13.3 U.S. Government contracts. Any Software which Verizon Wireless
distributes or licenses to or on behalf of the United States of America, its
agencies and/or instrumentalities (the "U.S. Government") are provided to
Verizon Wireless with RESTRICTED RIGHTS. Use, duplication, or disclosure by the
U.S. Government is subject to restrictions as set forth in subparagraph
(c)(1)(ii) of the Rights in Technical Data and Computer Software clause at DFARS
252.227-7013 or in subparagraphs (c)(1) and (2) of the Commercial Computer
Software-Restricted Rights clause at 48 C.F.R. 52.227-19, as applicable. The
Contractor/Manufacturer is: Xxxxx Micro Software, Inc. 00 Xxxxxxxx, Xxxxx Xxxxx,
Xxxxxxxxxx 00000. Verizon Wireless shall comply with any requirements of the
U.S. Government to obtain such RESTRICTED RIGHTS protection, including without
limitation, the placement of any restrictive legends on the Software and any
license agreement used in connection with the distribution of the Software.
Under no circumstances shall SMSI be obligated to comply with any U.S.
Governmental requirements regarding the submission of or the request for
exemption for submission of cost or pricing data or cost accounting
requirements. For any distribution or license of the Software that would require
compliance by SMSI with U.S. Governmental requirements relating to cost or
pricing data or
--------------
* Confidential Treatment has been requested for certain redacted provisions of
this agreement. The redacted provisions are identified by an asterisk and
enclosed by brackets. The confidential portions have been filed separately with
the Securities and Exchange Commission.
11
CONTRACT NO. 220-00-0134
cost accounting requirements, Verizon Wireless must obtain an appropriate waiver
or exemption from such requirements for the benefit of SMSI from the appropriate
U.S. Governmental authority before the distribution and/or license of the
Software to the U.S. Government.
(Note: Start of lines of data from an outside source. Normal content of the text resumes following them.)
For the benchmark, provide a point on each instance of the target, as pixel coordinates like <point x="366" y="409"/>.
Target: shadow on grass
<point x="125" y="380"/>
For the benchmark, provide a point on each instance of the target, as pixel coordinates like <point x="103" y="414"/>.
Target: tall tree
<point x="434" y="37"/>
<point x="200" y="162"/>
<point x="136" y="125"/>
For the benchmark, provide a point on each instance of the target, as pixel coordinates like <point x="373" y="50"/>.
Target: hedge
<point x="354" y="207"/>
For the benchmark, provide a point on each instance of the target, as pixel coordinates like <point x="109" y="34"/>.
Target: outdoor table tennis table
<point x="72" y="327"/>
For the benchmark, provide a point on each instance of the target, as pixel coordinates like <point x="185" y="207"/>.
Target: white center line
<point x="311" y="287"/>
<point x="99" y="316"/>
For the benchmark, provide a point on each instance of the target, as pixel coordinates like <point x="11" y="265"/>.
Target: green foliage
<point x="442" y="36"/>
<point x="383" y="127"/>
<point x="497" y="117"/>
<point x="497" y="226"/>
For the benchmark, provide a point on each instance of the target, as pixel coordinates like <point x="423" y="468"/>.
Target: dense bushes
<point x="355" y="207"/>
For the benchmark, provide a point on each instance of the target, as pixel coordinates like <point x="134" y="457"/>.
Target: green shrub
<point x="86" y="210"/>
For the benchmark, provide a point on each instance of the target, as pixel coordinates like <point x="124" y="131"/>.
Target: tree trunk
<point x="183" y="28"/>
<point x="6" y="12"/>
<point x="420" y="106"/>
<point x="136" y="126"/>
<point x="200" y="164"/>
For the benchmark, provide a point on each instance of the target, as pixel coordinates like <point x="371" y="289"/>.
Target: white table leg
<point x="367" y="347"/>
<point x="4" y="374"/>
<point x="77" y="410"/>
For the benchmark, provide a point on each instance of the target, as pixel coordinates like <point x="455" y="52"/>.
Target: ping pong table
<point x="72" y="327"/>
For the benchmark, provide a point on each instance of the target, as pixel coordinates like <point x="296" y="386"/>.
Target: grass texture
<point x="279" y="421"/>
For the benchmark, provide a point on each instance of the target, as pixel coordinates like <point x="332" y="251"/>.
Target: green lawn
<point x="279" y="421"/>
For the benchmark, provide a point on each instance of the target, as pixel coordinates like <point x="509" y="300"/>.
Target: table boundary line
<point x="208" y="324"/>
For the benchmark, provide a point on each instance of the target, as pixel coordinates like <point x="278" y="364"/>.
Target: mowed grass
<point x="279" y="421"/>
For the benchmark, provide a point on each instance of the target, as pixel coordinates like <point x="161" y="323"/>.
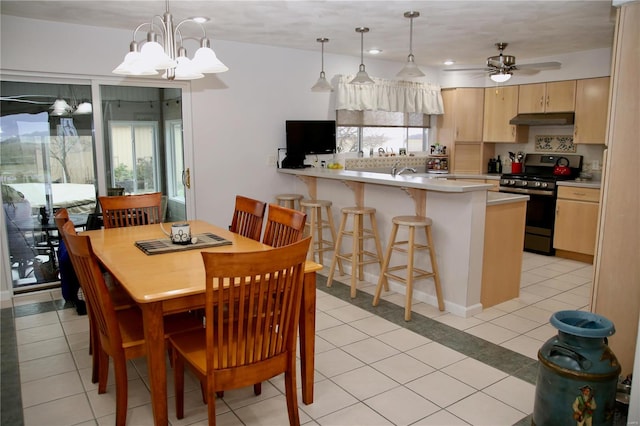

Use, duplication, or disclosure by the U.S.
Government is subject to restrictions as set forth in this Agreement. Verizon
Wireless shall procure U.S. Government waiver of any intellectual property
rights in or relating to Software.
13.4 Export. Verizon Wireless agrees that neither it nor its customers
intend to or will, directly or indirectly, export or transmit the Software, to
any country to which such export or transmission is restricted by regulation or
statute, without the prior written consent, if required, of the Office of Export
Administration of the U.S. Department of Commerce, or such other governmental
entity as may have jurisdiction over such export or transmission.
13.5 Employees. Each party acknowledges that the other party's employees are
critical to the servicing of its customers. Each party agrees not to employ or
otherwise engage the other party's employees for a period of one (1) year
following any employee's involvement in the performance of this Agreement.
Should a party violate this provision, the hiring party will pay the other party
the former employee's annual salary.
13.6 LIMITATION OF LIABILITY; CONSEQUENTIAL DAMAGES. IN NO EVENT SHALL
EITHER OF THE PARTIES HERETO BE LIABLE TO THE OTHER FOR THE PAYMENT OF ANY
INDIRECT, SPECIAL OR CONSEQUENTIAL DAMAGES, INCLUDING LOSS OF PROFITS, REVENUE,
DATA, OR USE, COST OF PROCUREMENT OF SUBSTITUTE GOODS, SERVICES OR TECHNOLOGY
INCURRED BY EITHER PARTY OR ANY THIRD PARTY, WHETHER IN AN ACTION IN CONTRACT OR
TORT OR BASED ON A WARRANTY, EVEN IF THE OTHER PARTY OR ANY OTHER PERSON HAS
BEEN ADVISED OF THE POSSIBILITY OF SUCH DAMAGES. NOTWITHSTANDING ANYTHING TO THE
CONTRARY, SMSI SHALL NOT BE LIABLE UNDER THIS AGREEMENT FOR ANY AMOUNTS IN
EXCESS OF THE AGGREGATE FEES PAID TO IT HEREUNDER. THE PRECEEDING SENTENCE SHALL
NOT APPLY TO THE INDEMNITY, IP INFRINGEMENT AND NONCOMPLIANCE WITH LAWS SECTIONS
OF THIS AGREEMENT. THE REMEDIES PROVIDED FOR HEREIN EMBODY THE ESSENTIAL PURPOSE
OF THE PARTIES HERETO WITH RESPECT TO REMEDIAL ACTION IN THE EVENT OF BREACH OF
THIS AGREEMENT.
13.7 Force Majeure. Neither Verizon Wireless nor SMSI shall be liable or
deemed in default for any delay or failure in performance of an Order or any
part of this Agreement to the extent that such delay or failure is caused by
accident, fire, industry-wide strike, embargo, act of the government, war or
national emergency requirement, act of God, or act of the public enemy ("Force
Majeure Conditions"). If any Force Majeure Condition occurs, the Party delayed
or unable to perform shall promptly give notice to the other Party. The Party
affected by the other Party's delay or inability to perform may elect to: (a)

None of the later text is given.